Bu anlatım ve düzenlemeler de göstermektedir ki üretilen elektrik enerjisi de dahil olmak üzere Nükleer Güç Santralinin sahibi olan Rus Şirketine santral sahası da bedelsiz olarak tahsis edilmiştir."
Rus şirketinin konumu karşısında reklam içerisinde yer alan "Türkiye, tarihinin en büyük yatırımını gerçekleştiriyor, enerjide dışa bağımlı olmaktan kurtuluyor. Bu gurur Türkiyenin, bu yatırım hepimizin. Güçlü Türkiyenin yeni enerjisi: Akkuyu Nükleer" ifadelerinin gerçeği yansıtmadığının altı çizildi. "Aldatıcı ve toplumun bilgi eksikliğini istismar edici" olarak nitelenen reklamın kamuoyunu yanlış bilgilendirdiği ve yönlendirdiği belirtilirken, 6502 sayılı Tüketicinin Korunması Hakkında Yasaya açıkça aykırılık taşıdığı kaydedildi.Reklamdaki "Türkiyenin enerjide dışa bağımlı olmaktan kurtuluyor" iddiasının da tamamen gerçeğe aykırı olup, kamuoyunun açıkça yanıltıldığı anlatılan başvuruda, EMO şu bilgi ve değerlendirmelerini Reklam Kuruluna iletti:
"Bilindiği gibi ülkemiz enerji alanında dışa bağımlı bir ülkedir. Petrol ve doğalgaz başta olmak üzere enerji kaynaklarının önemli bir bölümü yabancı ülkelerden ithal edilmektedir. Enerji ithalatında en yüksek pay ise Rusyaya aittir. Akkuyuda yapılması planlanan Nükleer Güç Santrali dışa bağımlılığı azaltmayacağı gibi Rusyaya olan bağımlılık daha da artış gösterecektir.
Nükleer Güç Santralında kullanılacak olan nükleer yakıtın ülkemizde tedarik olanağı bulunmadığı bilinmektedir. Santralın elektrik üretimi için kullanacağı nükleer yakıtın tamamı da yine ithalat yöntemiyle getirilecek olup, Rus şirketi tarafından temin edilecektir. Bu durumda, santralın işletilmesi aşamasında da dışa bağımlılık devam edecektir.

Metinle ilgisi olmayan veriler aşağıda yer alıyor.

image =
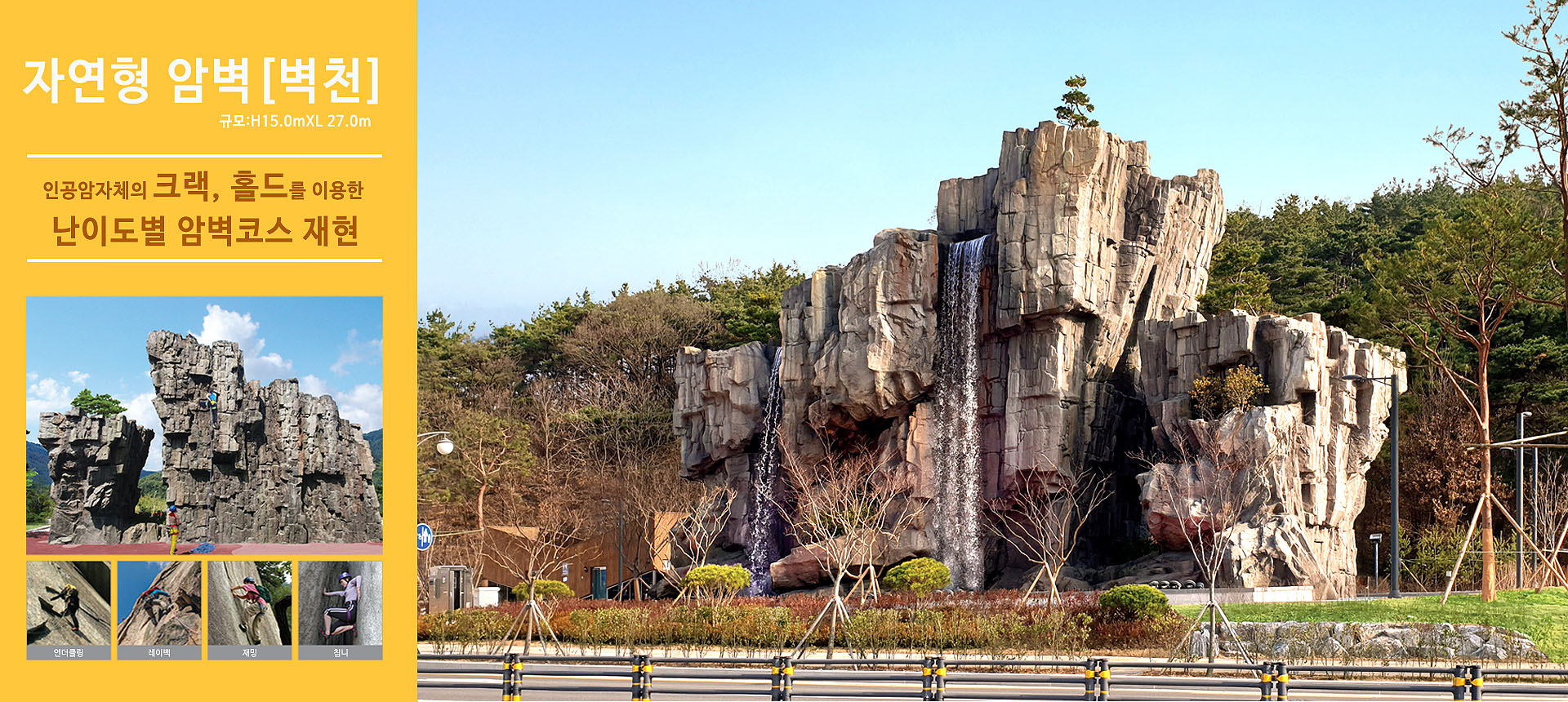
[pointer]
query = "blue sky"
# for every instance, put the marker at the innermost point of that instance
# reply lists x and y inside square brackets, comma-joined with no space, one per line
[333,345]
[132,579]
[569,146]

Dolayısıyla santralın hem yapımında kullanılacak teknoloji hem de işletme aşamasında kullanılacak yakıt yurt dışından temin edileceğinden, ülkemizin dışa bağımlılıktan kurtulması tamamen gerçek dışıdır."Ayrıca Türkiye tarafından bedelsiz tahsis edilen sahada, Rus sermayesi, Rus teknolojisi ile inşa edilecek olan ve fikri mülkiyet hakları da Rus Rosatom şirketine ait olan, yakıtı Rusyadan temin edilecek Akkuyu Nükleer Santralından üretilecek enerjinin belli bir bölümüne 15 yıl boyunca Türkiye Cumhuriyeti tarafından satın alma garantisi verildiği, böylece Rus şirketin tüm sermaye harcamalarının da ödeneceği, Rus şirketin ise santralın ömrü boyunca ürettiği elektriği satma hakkına sahip olacağı bildirildi.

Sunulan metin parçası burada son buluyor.